Hatibzade, başkent Tahran’daki Dışişleri Bakanlığı binasında düzenlenen haftalık basın toplantısında gazetecilerin gündeme ilişkin sorularını yanıtladı.
Ankara ile Tahran arasındaki ilişkilerin siyasi, sosyal, ekonomik ve güvenlik alanında gelişme kaydettiğini belirten Hatibzade, şu ifadeleri kullandı:
“Türkiye ile İran arasındaki iş birliği kapasitesi gerçekleşenden fazla. Son yıllarda yakın ilişki içinde olduk ve uygulamaya geçecek birçok proje var. Yakın bir gelecekte Türkiye ile üst düzey diplomatik ziyaretler olacak.”
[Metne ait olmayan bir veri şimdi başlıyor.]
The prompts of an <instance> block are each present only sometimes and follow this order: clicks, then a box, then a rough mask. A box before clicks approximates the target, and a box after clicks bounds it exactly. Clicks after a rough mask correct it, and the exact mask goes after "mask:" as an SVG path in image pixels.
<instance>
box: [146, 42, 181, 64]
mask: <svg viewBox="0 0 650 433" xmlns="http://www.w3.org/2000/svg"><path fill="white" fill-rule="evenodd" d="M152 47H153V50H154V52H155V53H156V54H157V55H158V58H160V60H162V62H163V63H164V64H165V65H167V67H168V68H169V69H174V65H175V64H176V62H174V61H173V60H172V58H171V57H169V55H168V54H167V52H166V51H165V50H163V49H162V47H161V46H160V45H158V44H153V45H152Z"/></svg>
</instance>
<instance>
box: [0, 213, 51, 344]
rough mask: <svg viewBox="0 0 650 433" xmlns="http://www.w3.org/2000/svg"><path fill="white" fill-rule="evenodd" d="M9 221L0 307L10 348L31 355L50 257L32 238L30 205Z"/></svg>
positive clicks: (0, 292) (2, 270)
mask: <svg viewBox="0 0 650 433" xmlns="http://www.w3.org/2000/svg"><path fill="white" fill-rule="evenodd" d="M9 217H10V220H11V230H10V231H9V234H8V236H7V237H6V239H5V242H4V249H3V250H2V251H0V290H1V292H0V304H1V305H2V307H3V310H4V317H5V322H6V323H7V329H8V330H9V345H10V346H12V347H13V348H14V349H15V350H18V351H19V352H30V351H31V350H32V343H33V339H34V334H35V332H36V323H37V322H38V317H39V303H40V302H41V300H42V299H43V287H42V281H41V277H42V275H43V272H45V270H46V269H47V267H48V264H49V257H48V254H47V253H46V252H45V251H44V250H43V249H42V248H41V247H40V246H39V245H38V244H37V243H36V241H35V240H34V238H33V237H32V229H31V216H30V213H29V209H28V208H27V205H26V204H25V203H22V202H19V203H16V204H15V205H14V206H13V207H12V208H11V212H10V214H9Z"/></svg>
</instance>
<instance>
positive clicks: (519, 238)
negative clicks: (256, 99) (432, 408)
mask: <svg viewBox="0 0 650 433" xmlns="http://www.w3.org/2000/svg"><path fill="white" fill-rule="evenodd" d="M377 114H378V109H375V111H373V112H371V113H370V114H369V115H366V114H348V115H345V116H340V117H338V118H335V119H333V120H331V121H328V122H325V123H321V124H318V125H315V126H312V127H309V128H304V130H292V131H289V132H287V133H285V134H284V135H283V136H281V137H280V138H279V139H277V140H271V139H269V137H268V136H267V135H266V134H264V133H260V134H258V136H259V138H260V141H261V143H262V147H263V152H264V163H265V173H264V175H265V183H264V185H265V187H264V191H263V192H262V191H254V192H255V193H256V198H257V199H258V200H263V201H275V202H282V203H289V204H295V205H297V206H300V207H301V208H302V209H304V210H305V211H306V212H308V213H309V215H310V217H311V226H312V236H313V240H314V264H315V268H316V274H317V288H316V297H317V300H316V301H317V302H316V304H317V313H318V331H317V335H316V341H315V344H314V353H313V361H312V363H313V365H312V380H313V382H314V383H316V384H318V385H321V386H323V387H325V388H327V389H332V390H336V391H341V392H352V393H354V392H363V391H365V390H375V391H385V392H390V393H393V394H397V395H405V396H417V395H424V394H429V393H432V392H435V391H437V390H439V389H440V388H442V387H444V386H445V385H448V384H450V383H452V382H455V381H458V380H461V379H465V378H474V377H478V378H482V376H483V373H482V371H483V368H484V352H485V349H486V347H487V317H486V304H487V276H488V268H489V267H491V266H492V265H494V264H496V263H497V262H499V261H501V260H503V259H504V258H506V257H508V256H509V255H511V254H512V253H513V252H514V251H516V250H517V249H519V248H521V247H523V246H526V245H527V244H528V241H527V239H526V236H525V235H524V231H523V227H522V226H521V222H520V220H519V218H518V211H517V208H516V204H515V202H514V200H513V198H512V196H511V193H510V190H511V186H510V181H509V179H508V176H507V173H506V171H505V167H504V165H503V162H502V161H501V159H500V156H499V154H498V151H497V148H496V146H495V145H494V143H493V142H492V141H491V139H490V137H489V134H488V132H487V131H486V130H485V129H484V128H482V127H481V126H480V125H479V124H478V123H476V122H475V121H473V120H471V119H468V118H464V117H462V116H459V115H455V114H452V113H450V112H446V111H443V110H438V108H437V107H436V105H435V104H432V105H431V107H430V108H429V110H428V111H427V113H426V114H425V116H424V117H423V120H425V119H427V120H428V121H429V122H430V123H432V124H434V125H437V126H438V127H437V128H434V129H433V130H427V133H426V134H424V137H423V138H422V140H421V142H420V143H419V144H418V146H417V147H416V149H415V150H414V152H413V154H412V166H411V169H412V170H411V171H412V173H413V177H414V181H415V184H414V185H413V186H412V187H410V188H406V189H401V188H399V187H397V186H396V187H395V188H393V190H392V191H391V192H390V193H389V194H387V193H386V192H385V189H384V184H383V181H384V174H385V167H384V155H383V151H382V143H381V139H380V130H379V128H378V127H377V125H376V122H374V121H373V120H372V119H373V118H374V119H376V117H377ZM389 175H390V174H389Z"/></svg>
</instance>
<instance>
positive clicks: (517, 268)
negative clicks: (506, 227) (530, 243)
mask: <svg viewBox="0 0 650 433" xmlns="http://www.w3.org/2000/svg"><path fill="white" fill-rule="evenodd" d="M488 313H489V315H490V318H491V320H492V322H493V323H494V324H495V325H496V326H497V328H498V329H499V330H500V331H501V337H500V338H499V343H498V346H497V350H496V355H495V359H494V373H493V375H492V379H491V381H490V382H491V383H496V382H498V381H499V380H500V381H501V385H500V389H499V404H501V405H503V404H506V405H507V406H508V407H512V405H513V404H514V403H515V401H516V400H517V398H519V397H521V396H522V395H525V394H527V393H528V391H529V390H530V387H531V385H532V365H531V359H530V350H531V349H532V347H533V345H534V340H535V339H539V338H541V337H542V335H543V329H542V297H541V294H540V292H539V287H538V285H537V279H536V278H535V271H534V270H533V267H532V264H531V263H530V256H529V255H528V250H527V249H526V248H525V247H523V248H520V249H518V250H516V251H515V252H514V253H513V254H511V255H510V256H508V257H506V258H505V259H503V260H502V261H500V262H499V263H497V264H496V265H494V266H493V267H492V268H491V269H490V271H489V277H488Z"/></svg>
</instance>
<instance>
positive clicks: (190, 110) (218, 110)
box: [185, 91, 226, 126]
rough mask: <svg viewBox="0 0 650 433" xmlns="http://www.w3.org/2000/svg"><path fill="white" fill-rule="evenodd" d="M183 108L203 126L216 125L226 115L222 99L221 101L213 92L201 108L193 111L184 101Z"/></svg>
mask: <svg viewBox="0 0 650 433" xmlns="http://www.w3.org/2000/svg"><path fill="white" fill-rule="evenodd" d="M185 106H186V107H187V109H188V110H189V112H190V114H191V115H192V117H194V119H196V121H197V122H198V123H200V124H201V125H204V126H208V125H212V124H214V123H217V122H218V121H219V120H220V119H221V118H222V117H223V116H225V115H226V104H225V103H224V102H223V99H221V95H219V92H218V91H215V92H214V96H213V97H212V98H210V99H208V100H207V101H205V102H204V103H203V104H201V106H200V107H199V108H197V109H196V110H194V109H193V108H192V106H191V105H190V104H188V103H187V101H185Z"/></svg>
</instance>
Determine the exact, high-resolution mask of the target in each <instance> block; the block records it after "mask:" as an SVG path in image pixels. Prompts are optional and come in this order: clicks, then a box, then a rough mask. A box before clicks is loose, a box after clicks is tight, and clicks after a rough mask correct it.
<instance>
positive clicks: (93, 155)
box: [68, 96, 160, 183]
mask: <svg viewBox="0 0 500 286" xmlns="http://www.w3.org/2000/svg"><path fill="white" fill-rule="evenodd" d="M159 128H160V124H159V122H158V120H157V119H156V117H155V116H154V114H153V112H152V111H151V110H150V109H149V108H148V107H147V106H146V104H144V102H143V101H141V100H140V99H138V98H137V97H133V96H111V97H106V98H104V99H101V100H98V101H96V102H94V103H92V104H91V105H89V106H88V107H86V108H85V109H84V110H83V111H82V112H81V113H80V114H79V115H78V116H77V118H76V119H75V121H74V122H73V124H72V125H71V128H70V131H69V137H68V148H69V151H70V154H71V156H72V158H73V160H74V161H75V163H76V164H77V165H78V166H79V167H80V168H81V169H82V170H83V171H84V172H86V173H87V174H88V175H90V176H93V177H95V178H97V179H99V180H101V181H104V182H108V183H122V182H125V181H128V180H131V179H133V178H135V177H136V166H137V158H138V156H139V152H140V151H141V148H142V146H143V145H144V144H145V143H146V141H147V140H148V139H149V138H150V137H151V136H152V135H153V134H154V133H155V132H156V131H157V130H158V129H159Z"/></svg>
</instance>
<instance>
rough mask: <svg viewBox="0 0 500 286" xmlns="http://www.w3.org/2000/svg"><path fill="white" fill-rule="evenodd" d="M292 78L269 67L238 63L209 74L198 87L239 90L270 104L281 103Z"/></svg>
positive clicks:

Son 30 yılda Azerbaycan’ın işgal edilmesine karşı durduklarını ve Azerbaycan’ın toprak bütünlüğü ile egemenliğini savunduklarını yineleyen İranlı Sözcü, “İşgalden kurtarılan bölgeler nedeniyle Azerbaycan yönetimi ve halkını tebrik ettik ve bunun yıl dönümünü de memnuniyetle karşılıyoruz.” dedi.
Tahran ve Bakü’nün ilişkileri geliştirmekten yana olduğunu ve dışişleri bakanlarının düzenli olarak görüştüğünü aktaran Hatibzade, “İlişkilerin gelişmesini ve basın üzerinden gerçekleşen yanlış anlaşılmaların tekrarlanmamasını temenni ediyorum.” diye konuştu.
“ABD nükleer anlaşmaya dönüş için tüm yaptırımları kaldırmalıdır”
ABD yönetiminin nükleer anlaşmayla ilgili attığı adımların kendi iddialarıyla çeliştiğini savunan Hatibzade, “ABD nükleer anlaşmaya dönüş için yanlış yaptığını kabul etmelidir, tüm yaptırımları kaldırmalıdır. Bunun yanında bir daha hiçbir ABD yönetiminin mevcut şartları tekrar etmeyeceğinin garantisini vermelidir.” değerlendirmesinde bulundu.
ABD’nin nükleer anlaşmanın bir tarafı olmadığını ve bu nedenle Viyana’daki toplantıya katılamayacağını dile getiren İranlı Sözcü, Dışişleri Bakan Yardımcısı Ali Bakıri’nin başmüzakereci olacağını ve heyetin de onun yönlendirmesiyle oluşturulacağını söyledi.
Hatibzade, Afganistan’da Taliban hükümetine karşı çıkan muhalif grup liderlerinden Ahmed Mesud’un İran’ı ziyaret ettiğini ve bunun Afganistan’daki muhtelif grupların ve birimlerin bilgisiyle gerçekleştiğini söyledi.
Sözcü Hatibzade ayrıca Suudi Arabistan ile müzakerelerin de devam ettiğini ve ilerlemenin Riyad’ın tavrına bağlı olduğunu savundu.